Caring, not curing

Hospice provides comfort, peace and dignity. The 2014 edition of Hospice Care in America developed by the National Hospice and Palliative Care Organization explains, “Hospice provides expert medical care, pain management, and emotional and spiritual support expressly tailored to the patient’s needs and wishes. Support is provided to the patient’s loved ones as well...In most cases, hospice care is provided in the patient’s home but may also be provided in freestanding hospice centers, hospitals, nursing homes, and other long-term care facilities…[the hospice team] usually consists of the patient’s personal physician, hospice physician or medical director, nurses, hospice aides, social workers, bereavement counselors, clergy or other spiritual counselors, trained volunteers and speech, physical, and occupational therapists, who develop a care plan that meets each patient’s individual needs for pain management and symptom control.” For instances when medical care cannot provide a cure, hospice re-orients care toward comfort.

According to Dr. Alexi Wright of Harvard Medical School and the Dana Farber Cancer Institute, studies have shown that hospice care is associated with, “Better symptom relief, attainment of pain-management goals, and quality of end-of-life care.” Studies also suggest, “Earlier hospice enrollment is associated with better symptom management, less pain, better quality of care, and a higher likelihood that patients will receive the care that they want in their own environment.” Further, studies linking “Hospice to better quality of life for patients and a greater likelihood of dying in the location of choice, also find less bereavement-related distress for caregivers,” according to Dr. Camilla Zimmermann, a palliative care researcher at the University of Toronto.

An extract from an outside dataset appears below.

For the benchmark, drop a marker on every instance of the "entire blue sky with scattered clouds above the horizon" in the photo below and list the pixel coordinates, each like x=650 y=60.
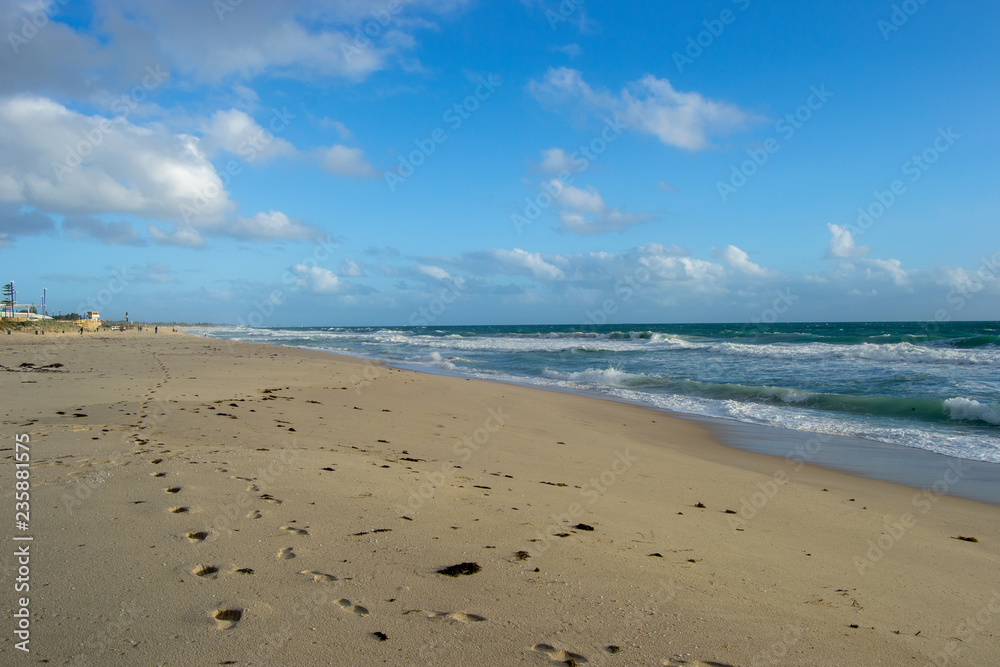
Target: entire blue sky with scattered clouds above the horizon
x=442 y=162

On call 24/7, hospice care focuses on providing pain relief and overall care (assistance with bathing, dressing, eating, mobility…) to patients as they near end of life. If the patient’s health improves, hospice care can be discontinued. Another benefit of hospice is respite care which allows the patient to be cared for at a facility for a period of time so the primary caregiver can get some rest and then return to the care of their caregiver. Providing support and assistance to family members and caregivers of the patient are an important focal point of hospice care. 


Important questions you may wish to ask about hospice in your area:

  • Who is on the team and how are they trained and screened?

  • What patient services are offered?

  • What caregiver and family services are offered?

  • How is pain managed?

  • Is there a dedicated pharmacist who can provide guidance and medications?

  • What hours of the day is hospice care provided?

  • Is the program covered under Medicare?

  • How long does it take to get accepted into the program and be set up for care?